Modulation of synaptosomal protein phosphorylation/dephosphorylation by calcium is antagonised by inhibition of protein phosphatases with okadaic acid.

Neuroscience Group, Faculty of Medicine, University of Newcastle, N.S.W., Australia.
Neuroscience Letters (Impact Factor: 2.03). 06/1991; 126(2):203-6. DOI: 10.1016/0304-3940(91)90554-7
Source: PubMed

ABSTRACT The protein phosphatase inhibitor okadaic acid was used to investigate the protein phosphatases involved in the endogenous dephosphorylation of proteins in intact synaptosomes.
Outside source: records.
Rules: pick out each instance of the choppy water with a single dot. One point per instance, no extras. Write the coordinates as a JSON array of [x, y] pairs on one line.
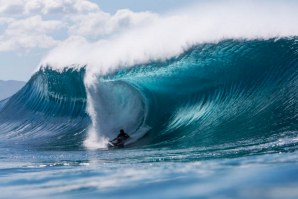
[[218, 121]]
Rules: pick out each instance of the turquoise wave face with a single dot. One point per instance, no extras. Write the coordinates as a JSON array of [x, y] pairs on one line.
[[232, 94]]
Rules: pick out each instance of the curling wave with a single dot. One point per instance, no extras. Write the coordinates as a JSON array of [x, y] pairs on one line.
[[232, 94]]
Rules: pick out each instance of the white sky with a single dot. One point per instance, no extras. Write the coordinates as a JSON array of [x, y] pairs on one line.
[[99, 31], [31, 28]]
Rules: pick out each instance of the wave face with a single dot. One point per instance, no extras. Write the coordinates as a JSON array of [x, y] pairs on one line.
[[234, 93], [48, 111]]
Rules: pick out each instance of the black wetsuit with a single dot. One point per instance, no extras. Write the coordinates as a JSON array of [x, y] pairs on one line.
[[119, 140]]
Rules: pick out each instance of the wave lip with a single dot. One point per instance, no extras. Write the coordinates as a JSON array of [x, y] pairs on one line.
[[233, 94]]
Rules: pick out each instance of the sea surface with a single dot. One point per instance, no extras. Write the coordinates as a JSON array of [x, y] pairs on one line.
[[218, 121]]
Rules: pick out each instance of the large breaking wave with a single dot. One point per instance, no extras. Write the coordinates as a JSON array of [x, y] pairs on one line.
[[233, 93]]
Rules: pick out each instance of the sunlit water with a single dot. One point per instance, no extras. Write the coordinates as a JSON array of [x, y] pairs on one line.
[[145, 173]]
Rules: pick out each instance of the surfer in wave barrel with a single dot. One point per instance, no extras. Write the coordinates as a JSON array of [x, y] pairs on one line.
[[119, 140]]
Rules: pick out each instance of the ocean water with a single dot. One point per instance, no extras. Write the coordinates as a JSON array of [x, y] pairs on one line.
[[218, 121]]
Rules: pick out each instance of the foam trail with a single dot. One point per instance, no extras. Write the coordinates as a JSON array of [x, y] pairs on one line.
[[166, 37], [174, 33]]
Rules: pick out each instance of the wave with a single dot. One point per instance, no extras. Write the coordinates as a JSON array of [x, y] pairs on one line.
[[233, 93]]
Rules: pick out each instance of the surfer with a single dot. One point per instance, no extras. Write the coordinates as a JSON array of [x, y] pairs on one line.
[[120, 139]]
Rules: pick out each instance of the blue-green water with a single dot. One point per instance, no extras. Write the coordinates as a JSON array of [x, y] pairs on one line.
[[218, 121]]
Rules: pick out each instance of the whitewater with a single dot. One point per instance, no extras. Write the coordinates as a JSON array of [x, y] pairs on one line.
[[207, 93]]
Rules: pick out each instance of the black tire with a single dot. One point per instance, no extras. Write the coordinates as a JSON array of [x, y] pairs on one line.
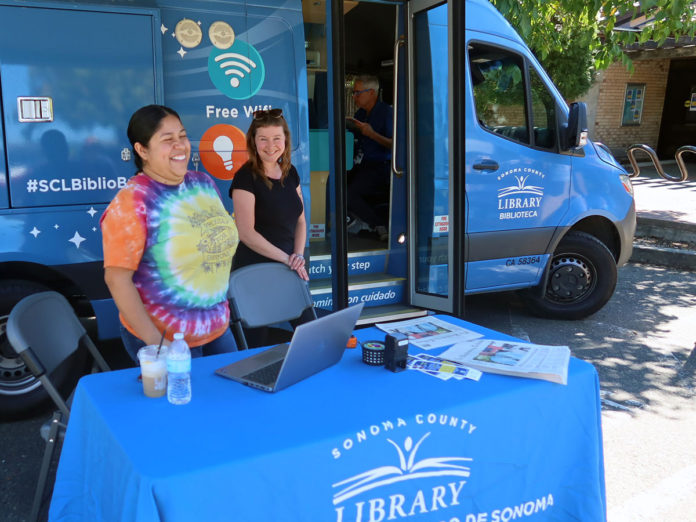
[[21, 394], [580, 280]]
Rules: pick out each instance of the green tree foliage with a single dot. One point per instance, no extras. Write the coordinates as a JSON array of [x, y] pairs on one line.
[[574, 38]]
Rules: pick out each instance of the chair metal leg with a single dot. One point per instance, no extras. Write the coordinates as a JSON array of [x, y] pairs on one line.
[[239, 334], [46, 465]]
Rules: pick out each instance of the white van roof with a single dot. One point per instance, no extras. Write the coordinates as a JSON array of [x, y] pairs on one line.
[[482, 17]]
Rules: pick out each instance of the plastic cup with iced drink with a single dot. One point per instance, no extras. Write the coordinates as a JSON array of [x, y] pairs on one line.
[[153, 369]]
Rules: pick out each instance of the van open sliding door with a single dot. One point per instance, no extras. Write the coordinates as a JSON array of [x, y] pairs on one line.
[[430, 156]]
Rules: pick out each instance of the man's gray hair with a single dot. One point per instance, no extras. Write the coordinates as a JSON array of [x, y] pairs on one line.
[[369, 82]]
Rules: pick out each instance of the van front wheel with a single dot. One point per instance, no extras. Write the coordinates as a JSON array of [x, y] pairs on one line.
[[581, 279]]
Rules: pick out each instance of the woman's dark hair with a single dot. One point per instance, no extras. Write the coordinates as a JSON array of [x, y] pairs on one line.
[[254, 160], [143, 124]]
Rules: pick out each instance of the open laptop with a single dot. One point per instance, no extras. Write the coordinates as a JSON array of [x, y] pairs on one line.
[[314, 346]]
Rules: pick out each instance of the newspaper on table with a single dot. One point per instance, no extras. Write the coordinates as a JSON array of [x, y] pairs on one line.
[[429, 332], [441, 369], [513, 358]]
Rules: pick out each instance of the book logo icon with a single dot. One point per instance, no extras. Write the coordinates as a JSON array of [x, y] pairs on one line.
[[408, 469]]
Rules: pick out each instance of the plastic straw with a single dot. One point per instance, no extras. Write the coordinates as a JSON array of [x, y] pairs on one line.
[[160, 345]]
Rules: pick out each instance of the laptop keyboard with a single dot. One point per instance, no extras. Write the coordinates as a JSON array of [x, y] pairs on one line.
[[266, 375]]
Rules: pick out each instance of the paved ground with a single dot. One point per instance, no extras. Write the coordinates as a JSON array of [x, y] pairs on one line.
[[658, 198], [638, 343]]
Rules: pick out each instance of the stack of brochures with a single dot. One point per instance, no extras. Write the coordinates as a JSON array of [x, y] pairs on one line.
[[444, 370], [468, 350]]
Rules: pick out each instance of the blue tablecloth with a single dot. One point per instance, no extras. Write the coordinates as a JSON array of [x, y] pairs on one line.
[[353, 443]]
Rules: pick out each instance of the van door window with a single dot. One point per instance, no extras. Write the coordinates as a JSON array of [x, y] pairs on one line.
[[543, 112], [499, 91]]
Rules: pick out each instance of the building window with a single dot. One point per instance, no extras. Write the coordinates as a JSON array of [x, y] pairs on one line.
[[633, 104]]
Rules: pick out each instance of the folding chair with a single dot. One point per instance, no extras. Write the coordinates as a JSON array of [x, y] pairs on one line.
[[44, 331], [264, 294]]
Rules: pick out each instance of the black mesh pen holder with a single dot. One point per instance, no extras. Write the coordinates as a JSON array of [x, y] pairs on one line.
[[373, 353]]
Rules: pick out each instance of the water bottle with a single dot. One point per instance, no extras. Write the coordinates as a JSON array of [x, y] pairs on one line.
[[178, 371]]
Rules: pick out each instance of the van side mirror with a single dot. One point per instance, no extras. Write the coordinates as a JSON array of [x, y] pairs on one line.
[[575, 131]]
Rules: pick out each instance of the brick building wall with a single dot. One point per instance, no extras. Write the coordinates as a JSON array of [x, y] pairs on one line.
[[609, 101]]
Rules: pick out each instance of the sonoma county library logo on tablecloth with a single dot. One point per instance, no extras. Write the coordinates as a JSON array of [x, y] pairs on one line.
[[414, 468], [410, 475]]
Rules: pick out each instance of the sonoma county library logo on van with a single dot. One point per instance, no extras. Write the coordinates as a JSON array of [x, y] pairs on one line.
[[523, 194], [398, 474]]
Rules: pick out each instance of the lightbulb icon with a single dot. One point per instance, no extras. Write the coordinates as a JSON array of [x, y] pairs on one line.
[[223, 147]]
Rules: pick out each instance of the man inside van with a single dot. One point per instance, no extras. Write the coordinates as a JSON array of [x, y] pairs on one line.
[[368, 180]]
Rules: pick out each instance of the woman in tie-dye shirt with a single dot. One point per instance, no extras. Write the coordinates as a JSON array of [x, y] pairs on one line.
[[168, 243]]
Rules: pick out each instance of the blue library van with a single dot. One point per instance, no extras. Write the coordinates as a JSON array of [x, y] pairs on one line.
[[494, 185]]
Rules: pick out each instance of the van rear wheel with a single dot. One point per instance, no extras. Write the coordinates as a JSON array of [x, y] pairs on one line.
[[581, 279]]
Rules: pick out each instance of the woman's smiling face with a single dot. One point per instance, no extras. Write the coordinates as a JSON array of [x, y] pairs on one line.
[[166, 155], [270, 143]]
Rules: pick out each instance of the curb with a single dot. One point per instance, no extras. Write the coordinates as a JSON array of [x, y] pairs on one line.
[[669, 230], [663, 256]]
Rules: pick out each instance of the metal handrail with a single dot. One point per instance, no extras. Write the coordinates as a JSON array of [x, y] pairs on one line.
[[401, 41], [683, 173]]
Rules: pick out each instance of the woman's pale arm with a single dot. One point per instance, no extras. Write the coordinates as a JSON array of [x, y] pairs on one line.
[[244, 202], [297, 261], [127, 299]]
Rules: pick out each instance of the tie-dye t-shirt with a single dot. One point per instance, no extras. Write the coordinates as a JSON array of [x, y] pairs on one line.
[[179, 240]]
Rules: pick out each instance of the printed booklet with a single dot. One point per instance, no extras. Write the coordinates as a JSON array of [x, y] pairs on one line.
[[512, 358]]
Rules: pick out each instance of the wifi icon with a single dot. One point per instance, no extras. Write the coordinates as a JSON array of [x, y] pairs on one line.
[[240, 65], [238, 72]]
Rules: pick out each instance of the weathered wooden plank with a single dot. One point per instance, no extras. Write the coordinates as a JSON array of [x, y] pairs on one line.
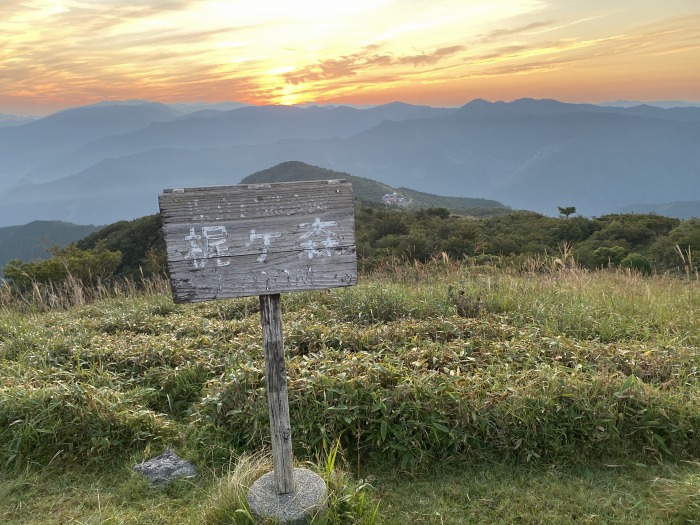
[[244, 240], [277, 398]]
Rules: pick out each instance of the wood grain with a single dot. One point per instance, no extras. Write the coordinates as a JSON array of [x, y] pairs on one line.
[[277, 397], [235, 241]]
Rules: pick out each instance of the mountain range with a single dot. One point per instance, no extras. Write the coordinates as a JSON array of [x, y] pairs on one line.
[[107, 162]]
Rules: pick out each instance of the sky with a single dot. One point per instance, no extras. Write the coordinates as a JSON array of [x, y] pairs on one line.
[[66, 53]]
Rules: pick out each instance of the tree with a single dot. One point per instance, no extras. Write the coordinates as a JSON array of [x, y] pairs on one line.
[[567, 210]]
Despite the fact that the calcium-dependent protein phosphatase (calcineurin) is most concentrated in synaptosomes and accounts for approximately 0.3% of synaptoplasmic protein, the majority of the dephosphorylation activity under both basal and depolarisation conditions is due to protein phosphatase type 1 (PP1) and/or protein phosphatase type 2A (PP2A). Nevertheless our results do suggest that calcineurin is active in synaptosomes and has 2 effects: a rapid, direct dephosphorylation of a limited range of substrates and an indirect activation of PP1 presumably by dephosphorylation of protein phosphatase 1 inhibitor-1.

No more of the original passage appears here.